「詩を想う」に出てくれた
中原中也が歌った詩から、私の好きな花をここに招きました。
詩集『山羊の歌』の恋愛詩
「盲目の秋」「みちこ」、
詩集『在りし日の歌』の亡くした子供への鎮魂歌
「また来ん春...」などとても好きな詩ですが、著名な詩集の収録詩なので選ばす、そこにはない
未刊の詩から2篇を咲かせました。
未刊の歌も中也にとって大切なものだったと私は思います。
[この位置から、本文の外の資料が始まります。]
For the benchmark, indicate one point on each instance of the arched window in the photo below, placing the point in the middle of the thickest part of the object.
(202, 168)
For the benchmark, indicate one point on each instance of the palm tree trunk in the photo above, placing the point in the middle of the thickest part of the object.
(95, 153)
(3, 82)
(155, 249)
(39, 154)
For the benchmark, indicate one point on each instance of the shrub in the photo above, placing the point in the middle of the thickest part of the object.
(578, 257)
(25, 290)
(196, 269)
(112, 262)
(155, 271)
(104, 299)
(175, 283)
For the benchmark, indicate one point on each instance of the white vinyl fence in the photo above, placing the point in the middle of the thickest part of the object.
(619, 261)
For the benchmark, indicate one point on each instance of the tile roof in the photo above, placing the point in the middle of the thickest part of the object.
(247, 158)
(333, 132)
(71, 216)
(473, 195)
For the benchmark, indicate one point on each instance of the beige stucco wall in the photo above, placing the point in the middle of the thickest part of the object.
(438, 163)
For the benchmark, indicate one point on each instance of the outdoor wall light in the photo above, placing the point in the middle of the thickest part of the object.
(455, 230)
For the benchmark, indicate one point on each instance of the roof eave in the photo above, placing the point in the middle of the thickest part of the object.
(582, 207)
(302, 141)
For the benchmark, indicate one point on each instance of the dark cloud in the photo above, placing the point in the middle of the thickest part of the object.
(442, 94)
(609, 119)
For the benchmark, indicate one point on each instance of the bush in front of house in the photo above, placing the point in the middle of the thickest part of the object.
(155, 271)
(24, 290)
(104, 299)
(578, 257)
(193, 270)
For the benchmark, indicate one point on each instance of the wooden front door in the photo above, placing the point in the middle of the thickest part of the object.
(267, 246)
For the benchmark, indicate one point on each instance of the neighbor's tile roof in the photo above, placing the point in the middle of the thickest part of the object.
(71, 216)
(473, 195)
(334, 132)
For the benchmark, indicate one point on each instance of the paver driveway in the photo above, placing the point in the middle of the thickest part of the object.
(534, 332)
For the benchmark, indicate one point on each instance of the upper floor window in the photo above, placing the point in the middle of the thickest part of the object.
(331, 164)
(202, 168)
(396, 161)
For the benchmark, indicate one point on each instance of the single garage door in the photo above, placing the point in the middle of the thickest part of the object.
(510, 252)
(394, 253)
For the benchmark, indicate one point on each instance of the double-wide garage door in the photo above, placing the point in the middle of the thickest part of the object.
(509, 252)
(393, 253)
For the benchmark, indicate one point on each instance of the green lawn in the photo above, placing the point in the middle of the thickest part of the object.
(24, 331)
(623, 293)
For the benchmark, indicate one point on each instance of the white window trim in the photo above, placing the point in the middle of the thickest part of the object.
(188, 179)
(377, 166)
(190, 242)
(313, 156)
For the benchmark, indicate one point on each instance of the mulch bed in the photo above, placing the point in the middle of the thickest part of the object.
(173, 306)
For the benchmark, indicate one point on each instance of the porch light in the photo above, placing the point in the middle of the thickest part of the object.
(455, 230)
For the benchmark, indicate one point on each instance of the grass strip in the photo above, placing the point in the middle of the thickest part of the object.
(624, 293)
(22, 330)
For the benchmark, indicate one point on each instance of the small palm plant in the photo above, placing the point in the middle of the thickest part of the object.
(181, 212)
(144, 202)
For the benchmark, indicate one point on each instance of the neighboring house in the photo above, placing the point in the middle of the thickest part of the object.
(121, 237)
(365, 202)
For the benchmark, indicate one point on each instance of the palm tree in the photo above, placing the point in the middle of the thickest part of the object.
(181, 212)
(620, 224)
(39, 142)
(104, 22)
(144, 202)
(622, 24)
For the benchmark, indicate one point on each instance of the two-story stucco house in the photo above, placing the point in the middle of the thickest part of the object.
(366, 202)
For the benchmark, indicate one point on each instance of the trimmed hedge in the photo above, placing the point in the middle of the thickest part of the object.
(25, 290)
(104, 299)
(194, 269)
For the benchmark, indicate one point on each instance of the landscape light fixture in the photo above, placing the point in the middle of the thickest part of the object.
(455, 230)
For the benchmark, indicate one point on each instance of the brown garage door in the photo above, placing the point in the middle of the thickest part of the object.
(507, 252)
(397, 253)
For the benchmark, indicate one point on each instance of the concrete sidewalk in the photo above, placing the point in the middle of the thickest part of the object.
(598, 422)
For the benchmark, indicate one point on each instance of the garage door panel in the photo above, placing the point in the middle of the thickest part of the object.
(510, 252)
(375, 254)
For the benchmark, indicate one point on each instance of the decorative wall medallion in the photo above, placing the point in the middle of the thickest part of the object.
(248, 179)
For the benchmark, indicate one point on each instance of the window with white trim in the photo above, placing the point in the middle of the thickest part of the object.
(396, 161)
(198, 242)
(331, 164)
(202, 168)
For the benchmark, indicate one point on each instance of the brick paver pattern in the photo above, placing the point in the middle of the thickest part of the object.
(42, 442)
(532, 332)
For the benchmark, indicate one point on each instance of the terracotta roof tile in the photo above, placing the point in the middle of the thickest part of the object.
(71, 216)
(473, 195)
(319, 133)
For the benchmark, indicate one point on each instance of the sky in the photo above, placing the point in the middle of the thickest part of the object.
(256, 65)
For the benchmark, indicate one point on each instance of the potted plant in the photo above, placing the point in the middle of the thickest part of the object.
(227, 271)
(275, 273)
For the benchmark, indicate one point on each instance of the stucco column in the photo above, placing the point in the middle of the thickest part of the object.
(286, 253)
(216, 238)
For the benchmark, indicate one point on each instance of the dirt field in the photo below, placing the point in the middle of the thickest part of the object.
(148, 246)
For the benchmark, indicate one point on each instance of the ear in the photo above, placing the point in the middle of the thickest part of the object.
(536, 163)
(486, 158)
タイトルもない
(吹く風を心の友と)には「詩と其の伝統」を書いた中也を感じたから、「また来ん春...」の悲しみは
「嬰児」の愛(かな)しみとともに揺れているから、そしてただ単に私も赤ん坊が好きだからです。
出典は『中原中也全詩集』(角川ソフィア文庫)です。
(吹く風を心の友と)吹く風を心の友と
口笛に心まぎらはし
私がげんげ田を歩いてゐた十五の春は
煙のやうに、野羊(やぎ)のやうに、パルプのやうに、
とんで行って、もう今頃は、
どこか遠い別の世界で花咲いてゐるであらうか
耳を澄ますと
げんげの色のやうにはぢらひながら遠くに聞こえる
あれは、十五の春の遠い音信なのだらうか
滲(にじ)むやうに、日が暮れても空のどこかに
あの日の昼のままに
あの時が、あの時の物音が経過しつつあるやうに思はれる
それが何処か?―とにかく僕に其処(そこ)へゆけたらなあ…
心一杯に懺悔して、
恕(ゆる)されたといふ気持の中に、再び生きて、
僕は努力家にならうと思ふんだ―
嬰児カワイラチイネ、
おまへさんの鼻は、人間の鼻の模型だよ、
ホ、笑つてら、てんでこつちが笑ふと、
いよいよ尤(もつと)もらしく笑ひ出す、おまへは
俺の心を和らげてくれるよ、ほんにさ、無精(むしよう)に和らげてくれる、
その眼は大人つぽく、
横顔は、なんだか世間を知つてるやうだ、
おまへを俺がどんなに愛してゐるか、
おまへは知らないけれど知つてるやうなもんだ。
ホ、また笑つてる、声さへ立てて笑つてゐる、
そのやうな笑ひを大人達は頓馬(とんま)な笑ひだといふ。
けれども俺は知つてゐる、
生まれてきたことは嬉しいことなんだ
ただそれだけで既に十分嬉しいことなんだ
なんにもあせることなく、ただノオノオと、
生きてゐられる者があつたらそいつはほんとに偉いんだ、
俺は知つてゐる、おまへのやうに
生きてゐるだけで既に嬉しい心を私は十分知つてゐる。